A Tomahawk cruise missile in flight: The real race for leadership in Asia is not so much about missiles.   © Reuters

Yes, Japan wants to keep pace with China's military buildup to some extent. Case in point: Kishida plans to boost Tokyo's five-year defense spending by 56.4% to 43 trillion yen for the cycle ending March 2029. And North Korean leader Kim Jong Un is always there on the periphery, stirring up trouble.

But Kishida's economic reform program, like Abenomics before it, lacks firepower.

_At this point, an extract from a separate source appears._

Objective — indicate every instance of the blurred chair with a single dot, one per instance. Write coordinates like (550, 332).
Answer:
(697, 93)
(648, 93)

There is a paucity of detail, focus and, given Kishida's dwindling political capital, a real chance that it can survive.

This in turn plays into Xi's grand design to dominate the future of semiconductors, biotechnology, renewable energy, electric vehicles, artificial intelligence, robotics and aerospace.

In the interim, the BOJ is again in the limelight as investors wonder what is next. The central bank is essentially trapped.

Adding more liquidity would fan inflation expectations but draining it might panic the bond and stock markets and in turn, shatter business confidence. The BOJ would be wise to leave things on autopilot and nudge Kishida's team to give supply-side upgrades a try.

As Kuroda prepares to step down, all eyes are on who the prime minister will choose to replace him. Much of the chatter centers on Masayoshi Amamiya and Hiroshi Nakaso, current and former deputy governors of the central bank, respectively.

But does it really matter if lawmakers refuse to do their jobs to increase economic readiness along with Tokyo's military posture? The window for Kishida to be remembered for resurrecting Japan's animal spirits is closing fast.